Dari penjelasan di atas, sebetulnya kita bisa mengambil kesimpulan bahwa tidak ada yang salah dari program sejenis fereinjob ini. Sebetulnya jikalau mahasiswa menjalani sebagaimana tujuan awal dari program ini, begitu banyak manfaat mahal yang didapat dan ini sejalan dengan keinginan pemerintah untuk mengembangkan program MBKM.
Program MBKM merupakan upaya Kementerian Pendidikan, Kebudayaan, Riset, dan Teknologi (Kemendikbudristek) dalam menyediakan ruang kepada mahasiswa untuk belajar di luar kelas, yang dapat memberi bekal Keterampilan (skill) dan peningkatan kompetensi. Memang, fereinjob sebagaimana dijalankan terhadap 1.047 mahasiswa Indonesia ini, tidaklah memenuhi syarat untuk dapat dikategorikan sebagai kegiatan MBKM sebagaimana Surat Edaran Dirjen Diktiristek tertanggal 27 Oktober 2023.

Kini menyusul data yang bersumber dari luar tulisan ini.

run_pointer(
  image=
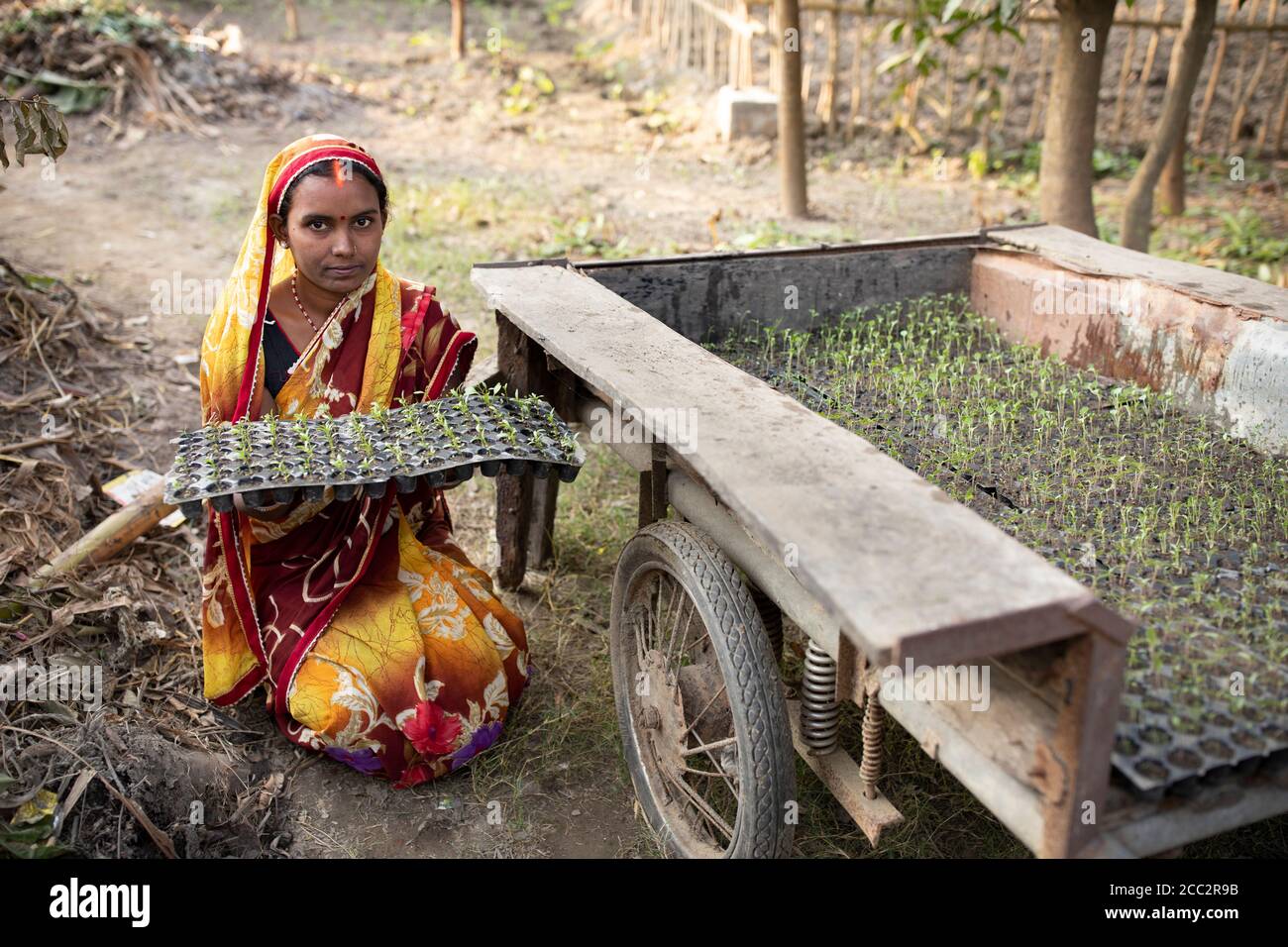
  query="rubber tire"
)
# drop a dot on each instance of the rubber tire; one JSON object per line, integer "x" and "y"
{"x": 767, "y": 761}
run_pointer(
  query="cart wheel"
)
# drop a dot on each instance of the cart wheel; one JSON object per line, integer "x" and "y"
{"x": 699, "y": 699}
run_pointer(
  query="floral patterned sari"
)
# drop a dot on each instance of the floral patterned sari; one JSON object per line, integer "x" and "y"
{"x": 375, "y": 637}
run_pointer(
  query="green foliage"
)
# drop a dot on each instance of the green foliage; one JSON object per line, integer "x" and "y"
{"x": 1245, "y": 239}
{"x": 1164, "y": 517}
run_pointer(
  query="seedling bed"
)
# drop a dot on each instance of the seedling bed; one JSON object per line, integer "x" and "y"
{"x": 273, "y": 460}
{"x": 1160, "y": 514}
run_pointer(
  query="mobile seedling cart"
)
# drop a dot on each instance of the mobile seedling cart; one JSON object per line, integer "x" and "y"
{"x": 780, "y": 512}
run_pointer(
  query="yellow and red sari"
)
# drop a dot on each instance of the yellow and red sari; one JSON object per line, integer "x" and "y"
{"x": 375, "y": 637}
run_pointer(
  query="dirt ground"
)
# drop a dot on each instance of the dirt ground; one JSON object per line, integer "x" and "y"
{"x": 617, "y": 159}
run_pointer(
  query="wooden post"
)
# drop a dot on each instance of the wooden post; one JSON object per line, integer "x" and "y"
{"x": 1170, "y": 195}
{"x": 827, "y": 93}
{"x": 1124, "y": 75}
{"x": 1265, "y": 134}
{"x": 1239, "y": 89}
{"x": 292, "y": 22}
{"x": 855, "y": 78}
{"x": 523, "y": 504}
{"x": 1276, "y": 138}
{"x": 1147, "y": 68}
{"x": 1041, "y": 88}
{"x": 1223, "y": 39}
{"x": 458, "y": 29}
{"x": 1254, "y": 80}
{"x": 791, "y": 120}
{"x": 561, "y": 390}
{"x": 1073, "y": 774}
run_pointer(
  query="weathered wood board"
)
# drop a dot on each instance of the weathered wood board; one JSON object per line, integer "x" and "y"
{"x": 906, "y": 571}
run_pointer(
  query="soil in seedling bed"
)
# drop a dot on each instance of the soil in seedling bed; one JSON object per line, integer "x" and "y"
{"x": 1168, "y": 519}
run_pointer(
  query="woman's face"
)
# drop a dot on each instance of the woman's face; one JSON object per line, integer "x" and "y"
{"x": 334, "y": 230}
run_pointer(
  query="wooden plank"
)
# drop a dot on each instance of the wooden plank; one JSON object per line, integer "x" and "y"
{"x": 1077, "y": 252}
{"x": 516, "y": 359}
{"x": 903, "y": 569}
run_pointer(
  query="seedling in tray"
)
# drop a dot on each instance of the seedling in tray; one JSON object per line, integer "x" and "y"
{"x": 485, "y": 429}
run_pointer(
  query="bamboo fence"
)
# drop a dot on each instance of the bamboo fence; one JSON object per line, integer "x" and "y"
{"x": 990, "y": 85}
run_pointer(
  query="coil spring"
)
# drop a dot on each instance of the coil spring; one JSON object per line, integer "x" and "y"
{"x": 874, "y": 727}
{"x": 820, "y": 714}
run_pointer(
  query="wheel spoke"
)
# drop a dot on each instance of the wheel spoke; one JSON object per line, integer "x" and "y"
{"x": 681, "y": 628}
{"x": 716, "y": 745}
{"x": 699, "y": 804}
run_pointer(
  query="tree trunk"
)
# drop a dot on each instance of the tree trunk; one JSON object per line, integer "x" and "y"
{"x": 1171, "y": 185}
{"x": 1183, "y": 76}
{"x": 1070, "y": 120}
{"x": 458, "y": 29}
{"x": 791, "y": 112}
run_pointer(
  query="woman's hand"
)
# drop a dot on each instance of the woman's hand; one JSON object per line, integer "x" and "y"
{"x": 275, "y": 513}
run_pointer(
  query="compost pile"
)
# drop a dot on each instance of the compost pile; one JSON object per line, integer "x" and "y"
{"x": 110, "y": 766}
{"x": 129, "y": 64}
{"x": 1167, "y": 519}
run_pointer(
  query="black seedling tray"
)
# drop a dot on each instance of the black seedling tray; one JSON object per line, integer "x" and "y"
{"x": 274, "y": 459}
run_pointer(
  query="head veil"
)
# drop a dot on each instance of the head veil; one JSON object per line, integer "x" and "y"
{"x": 231, "y": 379}
{"x": 387, "y": 339}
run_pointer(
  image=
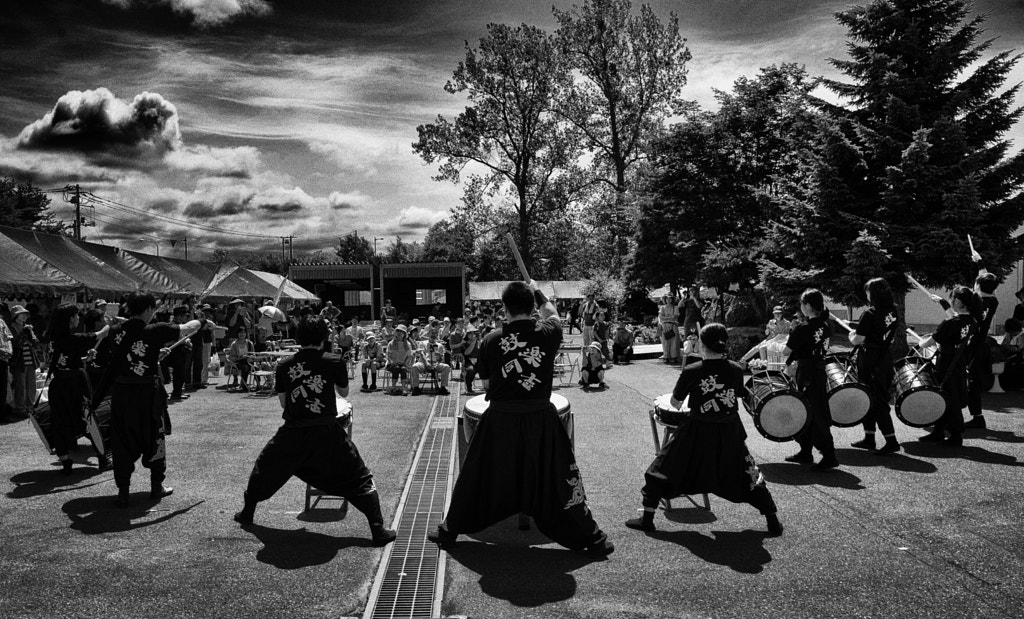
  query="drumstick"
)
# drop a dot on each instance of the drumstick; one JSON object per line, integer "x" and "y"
{"x": 918, "y": 284}
{"x": 518, "y": 258}
{"x": 843, "y": 323}
{"x": 914, "y": 334}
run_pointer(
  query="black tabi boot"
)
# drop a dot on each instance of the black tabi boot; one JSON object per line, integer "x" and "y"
{"x": 370, "y": 505}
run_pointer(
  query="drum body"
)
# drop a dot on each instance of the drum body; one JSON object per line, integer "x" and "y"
{"x": 849, "y": 400}
{"x": 477, "y": 406}
{"x": 779, "y": 411}
{"x": 920, "y": 401}
{"x": 666, "y": 413}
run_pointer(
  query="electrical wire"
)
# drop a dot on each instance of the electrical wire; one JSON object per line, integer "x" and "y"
{"x": 169, "y": 219}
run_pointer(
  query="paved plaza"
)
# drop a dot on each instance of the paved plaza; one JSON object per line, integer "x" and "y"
{"x": 932, "y": 532}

Penulis tidak ingin ”berkelindan” dengan bagaimana proses yang terjadi dalam program yang dianggap berkedok fereinjob ini, tetapi lebih pada bagaimana peran kampus harusnya dalam mengantisipasi segala urusan yang terkait dengan kerja sama dan internasionalisasi di perguruan tinggi.
Selain karena tuntutan untuk mengembangkan kerja sama dalam bidang Academic, Business, dan Government (konsep ABG), banyak kampus justru terlalu ”silau” ketika berurusan dengan kerja sama yang membawa embel-embel luar negeri, tanpa lebih dahulu mempertimbangkan hal-hal yang lebih selektif.
Ide internasionalisasi oleh perguruan tinggi, sebetulnya telah ditegaskan oleh Barbara Burn sejak 1985 yang menyebut bahwa higher education is internationalization karena di dalamnya ada aspek pertukaran pendidikan dan penelitian yang didukung oleh mobilitas pemerintah, mobilitas mahasiswa, pengajaran, pengembangan kurikulum internasional, dan studi bahasa asing.
Sejalan dengan hal tersebut, penulis meyakini bahwa perguruan tinggi sudah melakukan hal-hal terbaik dalam melaksanakan kerja sama dan internasionalisasi di kampusnya masing-masing. Namun, tuntutan untuk meningkatkan level akreditasi di mana salah satu standar yang cukup jadi momok menakutkan sebagai salah satu elemen untuk mencapai akreditasi unggul (baik akreditasi institusi perguruan tinggi maupun akreditasi program studi) adalah kerja sama dan internasionalisasi itu sendiri.
Kampus juga harus mampu memetakan jejaring dan riset pasar untuk memahami tren, peluang, dan tantangan dalam kerja sama.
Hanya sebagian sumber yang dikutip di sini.